Analysts are feeling more bullish about 2013 home price gains than they were just a few months ago, they're also becoming slightly more pessimistic about the long-term picture for the housing market.
A Zillow survey of more than 100 experts said they expect U.S. home prices to show a 5.4 percent increase for 2013, up from 4.6 percent just two months ago. For 2014, the expectation was for an annual price increase of 4.4 percent, up from 4.2 percent in the previous survey.
Looking further ahead, however, the panel foresees lesser gains from 2015-2017. On average, the group predicts annual home price gains of 3.5-3.7 percent over those three years, down slightly from 3.6-3.8 percent in the previous forecast. On average, survey participants expected a total gain in U.S. home values of 22.3 percent through 2017.
Rising rates could stall market
"The panel's expectations of near-term home value appreciation remaining above historic norms are consistent with a market struggling to satisfy strong demand from buyers attracted by rock-bottom interest rates and improving economic conditions," said Stan Humphries, Zillow chief economist. "But looking further out, that appreciation will have to moderate as interest rates rise, or else homes that seem affordable today - despite rapidly rising values - are going to look very expensive relative to people's incomes as it gets more costly to finance a home."
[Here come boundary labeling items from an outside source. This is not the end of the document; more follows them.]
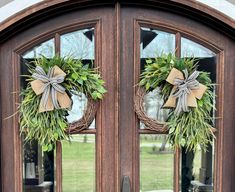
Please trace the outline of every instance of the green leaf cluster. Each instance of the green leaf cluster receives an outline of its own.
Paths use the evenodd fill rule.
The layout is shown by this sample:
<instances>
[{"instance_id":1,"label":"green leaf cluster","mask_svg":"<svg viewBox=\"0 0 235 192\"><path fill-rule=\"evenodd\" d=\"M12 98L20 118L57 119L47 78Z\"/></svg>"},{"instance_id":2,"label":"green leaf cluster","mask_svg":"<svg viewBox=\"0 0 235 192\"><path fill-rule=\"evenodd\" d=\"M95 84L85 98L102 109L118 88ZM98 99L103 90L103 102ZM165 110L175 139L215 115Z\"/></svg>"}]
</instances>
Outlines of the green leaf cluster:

He said that how the Federal Reserve eventually pulls back from its policy of economic stimulus will be a major factor in whether current increases in home prices are sustainable or turn into a dangerous price bubble.
Survey participants, which included economists, real estate experts and investment and market strategists, were almost evenly divided on the potential for Fed policies to trigger a new housing bubble, with just under half seeing a moderate to high risk of a bubble and just over half seeing little or no risk.